Table 2.
Indian Cline group | Samples | Z-score from 3 Population Test for mixture | % ANI ancestry | ±1 stand. error | Genetic drift D from the best fitting combination of ANI and ASI * | Wright’s fixation index F (estimates inbreeding) † | Estimated fraction of recessive diseases due to founder events †† |
---|---|---|---|---|---|---|---|
Mala | 3 | -2.5 | 38.8% | 1.2% | 0.0023 | 0 | 100% |
Madiga | 4 | -2.7 | 40.6% | 1.2% | 0.0018 | 0.0061 | 23% |
Chenchu | 6 | 31.3 (not significant) | 40.7% | 1.3% | 0.0492 | 0 | 100% |
Bhil | 7 | -10.6 | 42.9% | 1.1% | 0.0024 | 0 | 100% |
Satnami | 3 | -5.6 | 43.0% | 1.3% | 0.0019 | 0 | 100% |
Kurumba | 6 | -12.6 | 43.2% | 1.1% | 0.0001 | 0.0052 | 2% |
Kamsali | 3 | -6.5 | 44.5% | 1.3% | 0.0016 | 0.0066 | 19% |
Vysya | 5 | 5.4 (not significant) | 46.2% | 1.2% | 0.0083 | 0.0071 | 54% |
Lodi | 5 | -8.9 | 49.9% | 1.1% | 0.0027 | 0.0056 | 32% |
Naidu | 4 | -3.3 | 50.1% | 1.2% | 0.0022 | 0.0435 | 5% |
Tharu | 5 | -20.6 | 51.0% | 1.2% | 0.0000 | 0 | na |
Velama | 4 | -3.2 | 54.7% | 1.3% | 0.0044 | 0.0197 | 18% |
Srivastava | 2 | -7.5 | 56.4% | 1.5% | 0.0023 | 0 | 100% |
Meghawal | 5 | -13.3 | 60.3% | 1.2% | 0.0035 | 0 | 100% |
Vaish | 4 | -22.0 | 62.6% | 1.2% | 0.0012 | 0 | 100% |
Kashmiri Pandit | 5 | -20.6 | 70.6% | 1.2% | 0.0019 | 0 | 100% |
Sindhi | 10 | -26.3 | 73.7% | 1.1% | 0.0008 | 0.0043 | 16% |
Pathan | 15 | -34.3 | 76.9% | 1.1% | 0.0001 | 0.0039 | 3% |
Estimates of genetic drift (the variance in allele frequencies on any lineage) are based on a model in which each group is a simple mixture of ANI and ASI, followed by subsequent genetic drift specific to that group (corrected for inbreeding). To fit the model, we use the algorithm described in Note S4, and fit f2, f3 and f4 statistics that are calculated in a way that is unbiased by inbreeding (Appendix).

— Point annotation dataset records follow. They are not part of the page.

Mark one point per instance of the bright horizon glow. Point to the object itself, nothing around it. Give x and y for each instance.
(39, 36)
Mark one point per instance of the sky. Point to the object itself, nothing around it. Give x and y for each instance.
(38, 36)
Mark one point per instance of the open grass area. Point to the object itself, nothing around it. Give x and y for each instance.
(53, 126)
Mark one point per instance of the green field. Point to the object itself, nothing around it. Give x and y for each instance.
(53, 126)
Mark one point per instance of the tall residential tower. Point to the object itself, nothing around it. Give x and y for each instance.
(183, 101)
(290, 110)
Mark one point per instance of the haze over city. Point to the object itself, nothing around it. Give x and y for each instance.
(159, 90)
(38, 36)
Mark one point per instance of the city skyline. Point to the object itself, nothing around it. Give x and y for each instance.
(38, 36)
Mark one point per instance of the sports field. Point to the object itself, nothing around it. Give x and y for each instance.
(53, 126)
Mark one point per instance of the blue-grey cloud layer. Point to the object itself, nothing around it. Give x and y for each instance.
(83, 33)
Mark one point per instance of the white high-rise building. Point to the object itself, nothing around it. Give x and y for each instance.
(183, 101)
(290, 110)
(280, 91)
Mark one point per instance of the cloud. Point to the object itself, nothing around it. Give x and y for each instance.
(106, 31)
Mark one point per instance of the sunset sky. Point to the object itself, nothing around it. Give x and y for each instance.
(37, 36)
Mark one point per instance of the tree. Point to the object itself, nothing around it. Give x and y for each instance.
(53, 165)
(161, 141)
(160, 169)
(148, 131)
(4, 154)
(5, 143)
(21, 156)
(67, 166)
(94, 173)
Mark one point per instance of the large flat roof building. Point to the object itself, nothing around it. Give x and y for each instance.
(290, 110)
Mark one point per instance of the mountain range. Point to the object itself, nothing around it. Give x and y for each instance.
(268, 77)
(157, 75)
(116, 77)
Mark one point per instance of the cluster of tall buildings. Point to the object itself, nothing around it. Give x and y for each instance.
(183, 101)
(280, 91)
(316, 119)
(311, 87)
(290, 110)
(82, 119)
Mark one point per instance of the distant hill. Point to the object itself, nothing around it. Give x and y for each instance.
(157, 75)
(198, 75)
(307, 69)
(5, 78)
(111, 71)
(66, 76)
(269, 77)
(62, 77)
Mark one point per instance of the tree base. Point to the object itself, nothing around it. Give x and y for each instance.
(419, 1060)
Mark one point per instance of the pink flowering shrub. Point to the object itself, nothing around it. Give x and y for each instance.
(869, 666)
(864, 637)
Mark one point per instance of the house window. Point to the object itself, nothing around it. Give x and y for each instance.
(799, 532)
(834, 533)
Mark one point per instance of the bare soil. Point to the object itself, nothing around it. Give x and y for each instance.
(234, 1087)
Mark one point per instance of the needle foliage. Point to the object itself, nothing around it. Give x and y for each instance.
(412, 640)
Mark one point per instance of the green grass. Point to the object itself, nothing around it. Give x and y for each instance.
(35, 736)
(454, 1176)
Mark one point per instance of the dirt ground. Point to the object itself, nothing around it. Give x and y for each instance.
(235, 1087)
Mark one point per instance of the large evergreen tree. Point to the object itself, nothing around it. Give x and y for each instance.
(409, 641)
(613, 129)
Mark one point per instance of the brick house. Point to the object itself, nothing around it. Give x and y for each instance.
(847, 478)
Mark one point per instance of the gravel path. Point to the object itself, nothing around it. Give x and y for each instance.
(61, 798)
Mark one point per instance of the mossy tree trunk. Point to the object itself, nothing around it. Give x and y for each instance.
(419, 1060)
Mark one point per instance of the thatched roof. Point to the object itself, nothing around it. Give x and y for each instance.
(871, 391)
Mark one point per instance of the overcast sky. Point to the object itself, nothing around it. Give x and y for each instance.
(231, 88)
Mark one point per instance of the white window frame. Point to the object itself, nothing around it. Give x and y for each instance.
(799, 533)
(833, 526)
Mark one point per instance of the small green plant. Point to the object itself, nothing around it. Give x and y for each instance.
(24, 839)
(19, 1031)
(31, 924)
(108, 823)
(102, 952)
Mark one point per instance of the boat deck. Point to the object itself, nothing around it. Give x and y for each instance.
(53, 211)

Wright’s fixation index F is estimated as the excess rate at which the two copies of a chromosome within an individual from a group are identical by state, compared within across individuals from that group (Appendix). We set negative values to 0; standard errors are typically around 0.003. Because of the small sample sizes, these estimates are heavily influenced by the samples that happen to have been included in our analysis, and thus should be considered approximate.
To estimate the proportion of recessive disease cases that are due to founder events, we consider the two alleles that a single individual carries at any locus. With probability F given by Wright’s Fixation Index, they coalesce in the last few generations due to consanguinity, and with probability (1-F)D, they coalescence more recently than ANI-ASI mixture due to founder events specific to that group. The fraction of recessive diseases due to founder events can thus be estimated as D(1-F)/(F+D(1-F)).